Deduplication¶
Advanced entity deduplication and resolution system for maintaining a clean, single-source-of-truth Knowledge Graph.
🎯 Overview¶
-
Duplicate Detection
Identify duplicates using multi-factor similarity metrics
-
Entity Merging
Merge entities with configurable strategies (Keep First, Most Complete, etc.)
-
Clustering
Cluster similar entities for efficient batch processing
-
Similarity Metrics
Levenshtein, Jaro-Winkler, Cosine, and Jaccard similarity support
-
Provenance
Preserve data lineage and history during merges
-
Scalable
Batch processing and blocking for large datasets
When to Use
- Data Ingestion: Clean incoming data before adding to the graph
- Graph Maintenance: Periodically clean up existing knowledge graphs
- Entity Resolution: Resolve entities from different sources (e.g., "Apple" vs "Apple Inc.")
⚙️ Algorithms Used¶
Similarity Calculation¶
The deduplication system uses multiple similarity metrics:
- Levenshtein Distance: Edit distance for string difference
- Jaro-Winkler: String similarity with prefix weighting (Default for strings, optimized for entity names)
- Cosine Similarity: Vector similarity for embeddings
- Jaccard Similarity: Set overlap for properties/relationships
- Property Matching: Handles disjoint properties with neutral scoring (
`0.5`) to prevent false negatives - Multi-factor Aggregation: Weighted sum of multiple metrics
Default Configuration¶
The deduplication module uses the following default weights to prioritize name matching while considering other factors:
- String Similarity:
`0.6`(Primary factor, using Jaro-Winkler) - Property Similarity:
`0.2`(Handles missing values neutrally) - Relationship Similarity:
`0.2` - Embedding Similarity:
`0.0`(Optional, enabled if embeddings are present)
Duplicate Detection¶
The system uses efficient detection algorithms:
- Pairwise Comparison:
`O(n²)`comparison (for small sets) - Blocking/Indexing: Reduce search space for large sets
- Union-Find: Disjoint set data structure for grouping duplicates
- Confidence Scoring:
`0.0 - 1.0`probability score for duplicates
Clustering¶
The module provides clustering algorithms for grouping similar entities: - Hierarchical Clustering: Agglomerative bottom-up clustering - Connected Components: Graph-based cluster detection - Cluster Quality: Cohesion and separation metrics
Entity Merging¶
- Strategy Pattern: Pluggable merge logic
- Property Union: Combining unique properties
- Relationship Merging: Re-linking relationships to the merged entity
Main Classes¶
DuplicateDetector¶
Identifies potential duplicates in a dataset using similarity metrics and confidence scoring.
Initialization:
DuplicateDetector(
similarity_threshold: float = 0.7,
confidence_threshold: float = 0.6,
use_clustering: bool = True,
config: Optional[Dict[str, Any]] = None,
**kwargs
)
Methods:
| Method | Description | Returns |
|---|---|---|
detect_duplicates(entities, threshold=None, **options) | Find duplicate pairs | List[DuplicateCandidate] |
detect_duplicate_groups(entities, threshold=None, **options) | Find clusters of duplicates | List[DuplicateGroup] |
incremental_detect(new_entities, existing_entities, threshold=None, **options) | Detect duplicates between new and existing entities | List[DuplicateCandidate] |
detect_relationship_duplicates(relationships, **options) | Detect duplicate relationships | List[Tuple[Dict, Dict]] |
Example:
from semantica.deduplication import DuplicateDetector
detector = DuplicateDetector(similarity_threshold=0.85, confidence_threshold=0.7)
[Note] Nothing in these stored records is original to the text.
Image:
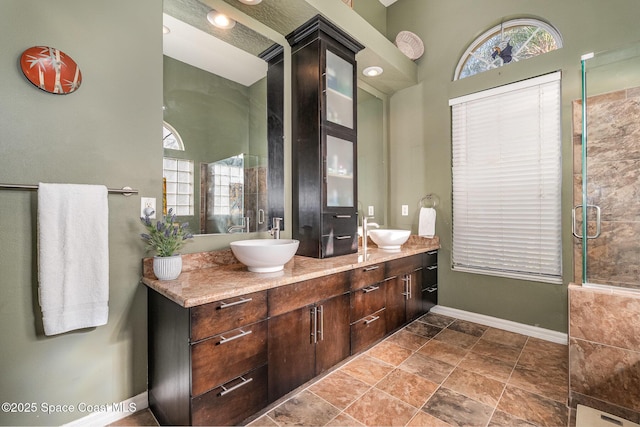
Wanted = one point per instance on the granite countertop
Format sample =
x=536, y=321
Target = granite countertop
x=213, y=276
candidates = detector.detect_duplicates(entities)
groups = detector.detect_duplicate_groups(entities)
for candidate in candidates:
print(f"Duplicate: {candidate.entity1['name']} <-> {candidate.entity2['name']}")
print(f" Similarity: {candidate.similarity_score:.2f}, Confidence: {candidate.confidence:.2f}")
EntityMerger¶
Merges duplicate entities into a single canonical entity using configurable strategies.
Initialization:
Methods:
| Method | Description | Returns |
|---|---|---|
merge_duplicates(entities, strategy=None, **options) | Execute merge on duplicate entities | List[MergeOperation] |
merge_entity_group(entities, strategy=None, **options) | Merge a specific group of entities | MergeOperation |
incremental_merge(new_entities, existing_entities, **options) | Incrementally merge new entities with existing ones | List[MergeOperation] |
get_merge_history() | Get merge operation history | List[MergeOperation] |
validate_merge_quality(merge_operation) | Validate quality of a merge operation | Dict[str, Any] |
Strategies: - "keep_first": Keep the first entity encountered - "keep_last": Keep the last entity encountered - "keep_most_complete": Keep entity with most properties/relationships - "keep_highest_confidence": Keep entity with highest confidence score - "merge_all": Create new entity combining all info
Example:
from semantica.deduplication import EntityMerger
merger = EntityMerger(preserve_provenance=True)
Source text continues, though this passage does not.